# Gaussian Naive Bayes - Classification of Iris
**Uzair Ahmad**

Here's a simple example using the famous Iris dataset from the `scikit-learn` library. This dataset comprises 3 classes of 50 instances each, where each class refers to a type of iris plant.


### Step 1: Loading the Dataset

First, we'll load the Iris dataset from `scikit-learn`.


In [1]:
from sklearn import datasets

iris = datasets.load_iris()
X = iris.data
y = iris.target


### Step 2: Splitting the Dataset

Before training our model, we'll split the dataset into a training set and a test set. This allows us to evaluate the model's performance on unseen data.


In [2]:
from sklearn.model_selection import train_test_split

X_train, X_test, y_train, y_test = train_test_split(X, y, test_size=0.3, random_state=42)



### Step 3: Training the Gaussian Naive Bayes Classifier

Now, we'll train the Gaussian Naive Bayes classifier using the training data.



In [3]:
from sklearn.naive_bayes import GaussianNB

gnb = GaussianNB()
gnb.fit(X_train, y_train)


In [6]:
# Access the parameters
print("Class Priors (class_prior_):")
print(gnb.class_prior_)

print("\nClass Counts (class_count_):")
print(gnb.class_count_)

print("\nMeans of each feature per class (theta_):")
print(gnb.theta_)

print("\nVariances of each feature per class (sigma_):")
print(gnb.var_)

Class Priors (class_prior_):
[0.2952381  0.35238095 0.35238095]

Class Counts (class_count_):
[31. 37. 37.]

Means of each feature per class (theta_):
[[4.96451613 3.37741935 1.46451613 0.2483871 ]
 [5.86216216 2.72432432 4.21081081 1.3027027 ]
 [6.55945946 2.98648649 5.54594595 2.00540541]]

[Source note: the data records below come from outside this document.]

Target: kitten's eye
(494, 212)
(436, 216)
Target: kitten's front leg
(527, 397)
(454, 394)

Variances of each feature per class (sigma_):
[[0.1119667  0.13658689 0.03325703 0.01152966]
 [0.27532506 0.08724617 0.23934259 0.04134405]
 [0.42241052 0.09630387 0.28842951 0.08591673]]



### Step 4: Making Predictions

With our trained model, we can now make predictions on the test set.



In [7]:
y_pred = gnb.predict(X_test)


### Step 5: Evaluating the Model

To evaluate the performance of our classifier, we can use metrics such as accuracy.



In [8]:
from sklearn.metrics import accuracy_score

print("Accuracy:", accuracy_score(y_test, y_pred))

Accuracy: 0.9777777777777777


Running the code should give you the accuracy of the Gaussian Naive Bayes classifier on the test set of the Iris dataset. Typically, the GNB classifier does quite well on this dataset.

Remember, the actual accuracy may vary slightly based on the random split of data in the `train_test_split` function.